# Copiar kernel de usblive a /

## chaim

Hola amigos, después de un tiempo sin escribir (pero si leyendoos) me ha surgido un problemilla.

Basicamente es:

Tenia un kernel funcional más o menos funcional basado en vanilla-sources.

Estuve trasteando con el, el rendimiento bajo muchísimo y al final de cambiar cosas kernel-panic..

He estado unos días entrando al sytema con un USBLive de SysRecueCD, en el grub te sale una opción de entrar en tu sistema linux y va perfecto.

Mi pregunta es:

¿Cómo copio el kernel de este SysRecueCD para mi /  y poder luego modificarlo?

Graciass!

----------

## edgar_uriel84

Recuerdo que puedes descargar los parches de ese kernel en http://kernel.sysresccd.org/sysresccd-2.7.0/ Uno de ellos debería contener el .config si no mal recuerdo.
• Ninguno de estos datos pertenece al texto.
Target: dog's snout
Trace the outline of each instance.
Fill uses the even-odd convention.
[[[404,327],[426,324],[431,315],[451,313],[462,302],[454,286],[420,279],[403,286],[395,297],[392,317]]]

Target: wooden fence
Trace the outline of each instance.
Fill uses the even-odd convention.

O sigue los ebuilds de funto, con la opción binary obtienes el kernel oficial del liveCD

----------

## Arctic

 *chaim wrote:*   

> Hola amigos, después de un tiempo sin escribir (pero si leyendoos) me ha surgido un problemilla.
> 
> Basicamente es:
> 
> Tenia un kernel funcional más o menos funcional basado en vanilla-sources.
> ...

 

Cuando quieres trastear con un kernel , lo mejor es que crees otra entrada adicional en grub , y de este modo tener los dos kernel en la particion /boot , por una parte tienes el que sabes que arranca bien y por otro lado el experimental , de esta manera te aseguras tener una bueno que no te deje tirado.

Para areglar el desaguisado , lo mejor es entrar con el livecd y hacer un chroot, seguidamente compilas un kernel estable o cargas el .config antiguo del estable, sospecho que lo que te ha pasado por el error que mencionas es que te has cargado la controladora del HD directamente de tu kernel, de ahi el kernel panic , creo que me paso alguna vez que me cogio despistado compilando kernel para una placa nueva.

Salu2

----------